The RenDanHeYi Italian style. From creativity to venture incubation at Gummy Industries

May a complete RenDanHeyi transformation happen in a matter of months? Against all odds, Fabrizio Martire and Alessandro Mininno, co-CEOs of the Italian communication agency Gummy Industries, showed us how to unleash organizational magic by transforming a digital firm with 60 employees into an incubator of new ventures, with employees co-creating and leading them through flat and autonomous teams, shared services to support scale and a unit already incorporated into a new entity. All of it in a funny, tongue-in-cheek, Italian style!

Emanuele Quintarelli

June 24, 2022

Abstract

May a complete RenDanHeyi transformation happen in a matter of months? Against all odds, Fabrizio Martire and Alessandro Mininno, co-CEOs of the Italian communication agency Gummy Industries, showed us how to unleash organizational magic by transforming a digital firm with 60 employees into an incubator of new ventures, with employees co-creating and leading them through flat and autonomous teams, shared services to support scale and a unit already incorporated into a new entity. All of it in a funny, tongue-in-cheek, Italian style!

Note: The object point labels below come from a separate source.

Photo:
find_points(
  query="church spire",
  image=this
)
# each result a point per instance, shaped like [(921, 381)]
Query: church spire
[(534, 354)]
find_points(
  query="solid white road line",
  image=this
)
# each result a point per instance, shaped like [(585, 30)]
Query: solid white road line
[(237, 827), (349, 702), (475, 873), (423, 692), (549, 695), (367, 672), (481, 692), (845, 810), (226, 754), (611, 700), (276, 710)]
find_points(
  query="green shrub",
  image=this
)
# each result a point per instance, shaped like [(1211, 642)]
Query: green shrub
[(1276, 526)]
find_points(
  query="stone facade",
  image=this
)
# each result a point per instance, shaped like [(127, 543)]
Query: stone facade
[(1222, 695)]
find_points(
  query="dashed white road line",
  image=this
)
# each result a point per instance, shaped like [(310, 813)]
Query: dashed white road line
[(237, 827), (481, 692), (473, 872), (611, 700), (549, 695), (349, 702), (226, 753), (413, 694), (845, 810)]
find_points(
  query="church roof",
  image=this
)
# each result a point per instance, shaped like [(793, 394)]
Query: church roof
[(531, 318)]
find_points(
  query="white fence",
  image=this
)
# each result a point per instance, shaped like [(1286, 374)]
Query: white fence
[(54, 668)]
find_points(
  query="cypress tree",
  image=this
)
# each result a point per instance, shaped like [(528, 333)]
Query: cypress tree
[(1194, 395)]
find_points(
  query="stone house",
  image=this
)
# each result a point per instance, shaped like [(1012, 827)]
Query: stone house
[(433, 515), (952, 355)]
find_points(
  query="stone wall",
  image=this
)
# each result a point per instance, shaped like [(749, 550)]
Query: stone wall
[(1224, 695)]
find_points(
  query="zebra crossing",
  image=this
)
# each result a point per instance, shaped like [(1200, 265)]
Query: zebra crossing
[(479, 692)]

To know more about the RenDanHeYi, consider joining the upcoming free webinar, Will the RenDanHeYi work for me?, an honest conversation regarding the hurdles, uncertainties, and fears connected to the adoption of this disruptive management model in real organizations on June 30th at 2 PM CEST and booking your seat for the upcoming 3EO / RenDanHeYi Masterclass.

 


Freedom and responsibility for an entrepreneurial transformation

Gummy Industries is a medium-sized, ten-year-old digital communication agency based in Brescia, near Milano (Italy), offering web design, branding, advertising, and influencer marketing services to Italian and international enterprises. In addition to serving clients, the company puts lots of attention on its employees regarding work-life balance, quality of internal and external relationships, and their opportunities for creative self-expression through daily work and results. The gummy in the company’s name and logo is meant to recall fun, curiosity, discovery, and the interest to connect and interact, typical of this smart, vibrant and dynamic agency.

Their decennial trajectory speaks not only of excellent financial results but also of a continuous attempt to nurture freedom, responsibility, and a stream of new ideas with value both for clients and colleagues. Testimony is an unlimited vacation policy, full-remote work, complete trust in colleagues even before the pandemics kicked in, and the belief that quality outcomes don’t necessarily require long hours in the office. The exploration of new organizational models, such as the RenDanHeYi, is a natural consequence of the company’s values and DNA, with COVID19 and the doubling of the company size just as accelerators.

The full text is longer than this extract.